22. Mai 2018

Karibische Science-Fiction-Magie

Rita Indianas interessanter Roman „Tentakel“

Lesezeit: 2 min.

Die 1977 geborene Rita Indiana ist eine bekannte Songwriterin, Sängerin und Autorin aus der Dominikanischen Republik, die bereits 2011 – im Jahr nach ihrem Coming-out – von der Zeitung „El País“ zu den einhundert einflussreichsten Persönlichkeiten Lateinamerikas gewählt wurde. Im Wagenbach Verlag erschien vor Kurzem ihr Science-Fiction-Roman „Tentakel“ auf Deutsch, der 2015 als „La mucama de Omicunlé“ im spanischen Original herauskam und Anfang 2019 auch auf dem englischsprachigen Markt aufschlagen wird.
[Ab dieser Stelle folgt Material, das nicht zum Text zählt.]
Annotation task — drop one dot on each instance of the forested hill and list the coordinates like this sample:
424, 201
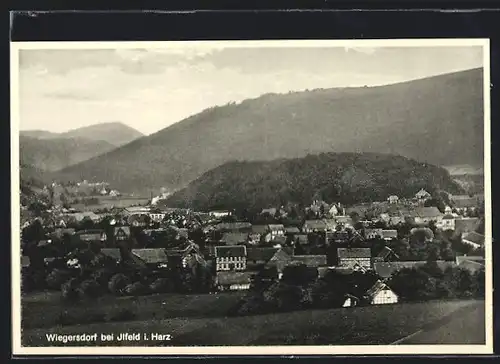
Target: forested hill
336, 177
438, 120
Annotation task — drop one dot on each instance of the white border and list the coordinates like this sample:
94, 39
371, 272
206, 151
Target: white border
17, 349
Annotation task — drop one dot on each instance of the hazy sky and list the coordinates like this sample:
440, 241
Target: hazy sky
149, 89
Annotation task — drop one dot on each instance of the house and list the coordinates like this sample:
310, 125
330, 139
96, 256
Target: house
462, 203
424, 215
462, 258
386, 254
270, 211
381, 294
345, 221
91, 235
386, 269
373, 233
314, 226
338, 237
114, 193
257, 256
354, 257
292, 230
350, 301
233, 281
276, 230
301, 239
466, 225
122, 233
138, 220
447, 222
422, 195
313, 261
242, 227
113, 253
334, 210
393, 199
388, 235
157, 216
473, 239
234, 238
259, 229
231, 257
153, 258
60, 232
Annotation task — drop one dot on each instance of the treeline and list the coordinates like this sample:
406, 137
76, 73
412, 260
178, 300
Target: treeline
347, 178
300, 289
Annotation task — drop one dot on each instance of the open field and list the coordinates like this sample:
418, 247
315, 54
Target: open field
346, 326
44, 310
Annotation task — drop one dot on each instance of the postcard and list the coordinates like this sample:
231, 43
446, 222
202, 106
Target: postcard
312, 197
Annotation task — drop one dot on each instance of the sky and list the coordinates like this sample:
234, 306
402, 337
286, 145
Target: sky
150, 89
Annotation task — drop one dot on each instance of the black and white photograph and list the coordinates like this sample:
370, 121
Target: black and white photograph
258, 197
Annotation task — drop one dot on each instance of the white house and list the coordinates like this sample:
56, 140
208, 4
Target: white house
381, 294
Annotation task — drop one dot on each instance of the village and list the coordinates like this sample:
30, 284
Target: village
152, 248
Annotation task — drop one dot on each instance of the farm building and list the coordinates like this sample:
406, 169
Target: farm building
233, 281
231, 257
381, 294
Die von der ökologischen Apokalypse bedrohe Karibik spielt im Buch eine zentrale Rolle, dazu kommen Kunst, Politik, eine Geschlechtsumwandlung, Drogen, Umweltschutz, Voodoo und ein religiöser Kult um eine heilige Anemone. Die Science-Fiction-Elemente der Geschichte, die in einem konsequent weiter technisierten 2027 einsetzt, handelt Rita Indiana eher unaufgeregt ab, die Wirkung reicht jedoch aus. Wesentlich wichtiger sind ihr die Charaktere sowie die karibischen Mythen als Grundlage ihres krassen magischen Realismus – und natürlich die kritischen ökologischen, sozialen, sexuellen und politischen Aspekte.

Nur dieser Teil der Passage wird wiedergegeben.